野付湾

多様な生命を育む海のゆりかご

 野付半島に抱かれるようにして広がる野付湾は、水深が2から5メートル。比較的浅い湾内の海底にアマモが茂り、野付名物北海シマエビの絶好の棲家となっています。
 湾内の各所にある干潟は多種多様な生命を育み、秋から春にかけてはオオハクチョウ、ヒドリガモ、コクガンなど多くの渡り鳥が飛来します。

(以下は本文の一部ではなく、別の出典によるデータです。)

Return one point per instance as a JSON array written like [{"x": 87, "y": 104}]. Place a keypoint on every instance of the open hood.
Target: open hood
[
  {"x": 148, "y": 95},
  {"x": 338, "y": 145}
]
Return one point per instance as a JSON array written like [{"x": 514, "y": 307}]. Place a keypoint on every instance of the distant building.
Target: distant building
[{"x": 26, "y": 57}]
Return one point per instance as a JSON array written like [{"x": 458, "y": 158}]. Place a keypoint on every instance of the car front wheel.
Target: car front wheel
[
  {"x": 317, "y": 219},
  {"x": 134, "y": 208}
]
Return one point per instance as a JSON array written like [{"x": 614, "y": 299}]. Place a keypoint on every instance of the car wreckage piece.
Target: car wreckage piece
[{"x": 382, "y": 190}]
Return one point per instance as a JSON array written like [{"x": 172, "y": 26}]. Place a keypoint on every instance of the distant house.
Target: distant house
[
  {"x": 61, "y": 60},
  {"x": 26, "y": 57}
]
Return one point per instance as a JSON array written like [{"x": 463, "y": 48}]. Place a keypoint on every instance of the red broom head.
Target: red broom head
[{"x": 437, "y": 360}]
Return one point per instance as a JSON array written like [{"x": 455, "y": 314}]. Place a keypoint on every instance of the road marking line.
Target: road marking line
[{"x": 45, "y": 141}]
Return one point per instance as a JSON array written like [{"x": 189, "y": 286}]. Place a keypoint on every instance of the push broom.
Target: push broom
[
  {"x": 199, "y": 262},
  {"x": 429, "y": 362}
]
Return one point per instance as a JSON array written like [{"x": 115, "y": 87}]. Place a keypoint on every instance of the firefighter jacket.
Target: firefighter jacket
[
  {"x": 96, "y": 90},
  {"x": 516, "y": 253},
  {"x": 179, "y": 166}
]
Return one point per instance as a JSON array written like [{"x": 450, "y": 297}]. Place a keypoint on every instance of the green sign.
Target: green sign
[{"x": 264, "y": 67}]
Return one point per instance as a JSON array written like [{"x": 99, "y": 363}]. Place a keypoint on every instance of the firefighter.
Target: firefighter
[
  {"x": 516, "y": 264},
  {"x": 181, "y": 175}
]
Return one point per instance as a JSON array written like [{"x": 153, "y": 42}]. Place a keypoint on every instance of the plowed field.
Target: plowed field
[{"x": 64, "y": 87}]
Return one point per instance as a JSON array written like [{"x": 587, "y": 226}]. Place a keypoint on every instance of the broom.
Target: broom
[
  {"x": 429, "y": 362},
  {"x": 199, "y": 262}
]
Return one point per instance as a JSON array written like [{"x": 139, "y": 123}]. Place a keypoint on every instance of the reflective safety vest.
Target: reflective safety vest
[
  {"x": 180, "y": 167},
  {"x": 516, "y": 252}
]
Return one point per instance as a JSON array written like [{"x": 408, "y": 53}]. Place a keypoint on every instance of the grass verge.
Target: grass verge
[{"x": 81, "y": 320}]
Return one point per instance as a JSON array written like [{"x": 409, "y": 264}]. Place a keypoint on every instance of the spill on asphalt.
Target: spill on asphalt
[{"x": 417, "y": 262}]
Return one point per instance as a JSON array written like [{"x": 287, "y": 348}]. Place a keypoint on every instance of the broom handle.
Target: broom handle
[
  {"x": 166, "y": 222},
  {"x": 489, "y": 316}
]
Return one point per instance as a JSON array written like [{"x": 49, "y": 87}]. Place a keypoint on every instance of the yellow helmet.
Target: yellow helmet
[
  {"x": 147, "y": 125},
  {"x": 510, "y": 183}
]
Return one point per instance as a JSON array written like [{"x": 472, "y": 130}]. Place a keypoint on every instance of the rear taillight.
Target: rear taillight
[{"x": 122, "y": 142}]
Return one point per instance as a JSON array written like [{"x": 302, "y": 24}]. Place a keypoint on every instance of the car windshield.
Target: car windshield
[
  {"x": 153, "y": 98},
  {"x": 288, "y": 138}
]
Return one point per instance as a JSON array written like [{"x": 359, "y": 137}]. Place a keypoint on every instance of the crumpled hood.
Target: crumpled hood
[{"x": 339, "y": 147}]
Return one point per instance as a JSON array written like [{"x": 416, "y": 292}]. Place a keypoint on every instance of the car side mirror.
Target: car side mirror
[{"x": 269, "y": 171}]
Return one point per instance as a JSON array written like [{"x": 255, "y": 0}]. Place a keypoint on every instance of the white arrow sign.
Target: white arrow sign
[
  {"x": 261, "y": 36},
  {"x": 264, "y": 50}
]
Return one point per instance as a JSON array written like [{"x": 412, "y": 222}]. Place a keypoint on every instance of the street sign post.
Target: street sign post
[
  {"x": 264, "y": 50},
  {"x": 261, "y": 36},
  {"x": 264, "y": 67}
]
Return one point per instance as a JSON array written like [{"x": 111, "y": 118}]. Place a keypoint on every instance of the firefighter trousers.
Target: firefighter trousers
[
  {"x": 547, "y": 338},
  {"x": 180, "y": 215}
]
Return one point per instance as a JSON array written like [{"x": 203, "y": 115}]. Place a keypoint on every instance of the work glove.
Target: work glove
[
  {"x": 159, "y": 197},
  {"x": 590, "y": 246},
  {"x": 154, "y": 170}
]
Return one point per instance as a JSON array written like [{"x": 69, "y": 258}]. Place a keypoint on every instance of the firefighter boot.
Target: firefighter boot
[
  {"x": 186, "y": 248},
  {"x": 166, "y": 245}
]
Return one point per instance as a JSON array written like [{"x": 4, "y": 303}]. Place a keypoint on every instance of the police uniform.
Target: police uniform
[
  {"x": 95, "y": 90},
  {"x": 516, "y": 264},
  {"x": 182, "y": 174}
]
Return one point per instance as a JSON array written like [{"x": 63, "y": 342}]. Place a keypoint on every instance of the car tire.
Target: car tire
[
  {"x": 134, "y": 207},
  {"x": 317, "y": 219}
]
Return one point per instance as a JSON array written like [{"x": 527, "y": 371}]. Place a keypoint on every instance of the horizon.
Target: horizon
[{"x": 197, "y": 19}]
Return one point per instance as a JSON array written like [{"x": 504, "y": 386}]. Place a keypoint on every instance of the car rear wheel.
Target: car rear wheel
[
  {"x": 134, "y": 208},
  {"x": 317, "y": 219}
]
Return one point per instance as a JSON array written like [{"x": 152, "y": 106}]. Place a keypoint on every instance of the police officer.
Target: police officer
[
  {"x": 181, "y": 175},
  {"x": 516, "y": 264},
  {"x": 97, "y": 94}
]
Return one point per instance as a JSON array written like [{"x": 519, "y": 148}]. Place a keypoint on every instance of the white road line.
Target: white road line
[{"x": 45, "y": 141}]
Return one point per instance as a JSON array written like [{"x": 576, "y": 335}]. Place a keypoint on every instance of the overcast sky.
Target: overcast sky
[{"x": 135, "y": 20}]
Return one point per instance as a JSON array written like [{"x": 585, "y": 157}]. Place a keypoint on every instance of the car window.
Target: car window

野付湾で翼を休めた鳥たちは、さらに北や南へと飛び立っていきます。

今なお残る伝統の打瀬網(うたせあみ)漁

 北海シマエビの漁期は初夏と秋の2回。北海シマエビが生息する野付湾は、干潮時には干潟が露出するほど浅い海域にアマモやスガモが生息しています。これらの藻は北海シマエビをはじめ多くの生物たちの産卵場であり、彼らを守り育てる「海のゆりかご」。この藻場を漁船のスクリューで荒らしてしまわないようにと、現在もなお、明治時代から伝わる打瀬舟を使って漁が行われています。
 風を受け、三角の帆をはためかせて静かにすべる打瀬舟の情景は尾岱沼の風物詩になっています。